Monday, October 24, 2016

Deviant Therapeutics

We here at the DoD are enamored of archaic sources that provide shorthand techniques for coping with the travails of life.

Some of these are purposeful, self-consciously mantra-like statements that function to re-set attitude, emotion, or reaction, as when the Dhammapada suggests encountering enmity with the statement: “We here are struggling.”  Apart from being a finely apt representation of just about every human experience, this has to be one of the finest uses of “we” we have ever beheld. 

Some of these techniques are embedded in wider arguments but have a catchy therapeutic punch that begs to be made a mental refuge, as when Zhuangzi registers the sagely capacity for subtle adaptation to circumstance with the injunction: “Out in the world, follow its rules.”  In this he remarks an internal freedom that need not bother itself with frustration and resistance to things that likely don’t matter much.

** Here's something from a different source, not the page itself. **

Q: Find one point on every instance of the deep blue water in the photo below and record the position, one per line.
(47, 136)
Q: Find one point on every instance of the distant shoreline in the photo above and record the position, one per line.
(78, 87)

And some of them work on us via humor, providing relief by asserting one’s ability to laugh at that which annoys, upsets, or bothers, as when Seneca suggests greeting Fortuna’s dirty tricks with the bold claim:  “You have to deal with a man!”  We confess that, not being a man ourselves, this is one of our favorites.  Indeed, we revel most in announcing it, along with raising a fist to the heavens, as something of a ritual prelude to changing flat tires, an activity in which we excel.  (True, Seneca wasn’t trying to be funny, but we never let that stop our finding him so.)

And, finally, since our childhood involved playing cops and robbers (and always being the robbers) more than was likely healthy, we have a mantra preserved from childhood, from that esteemed source Mad Magazine.  It serves as our go-to mental recitation upon encountering the Normal border control agents, those boundary police ever ready to catch us out in deviance:  “Cheese it, Rocko, it’s the fuzz!”  This allows us to enjoy our intellectual naughtiness almost as much as playing robbers.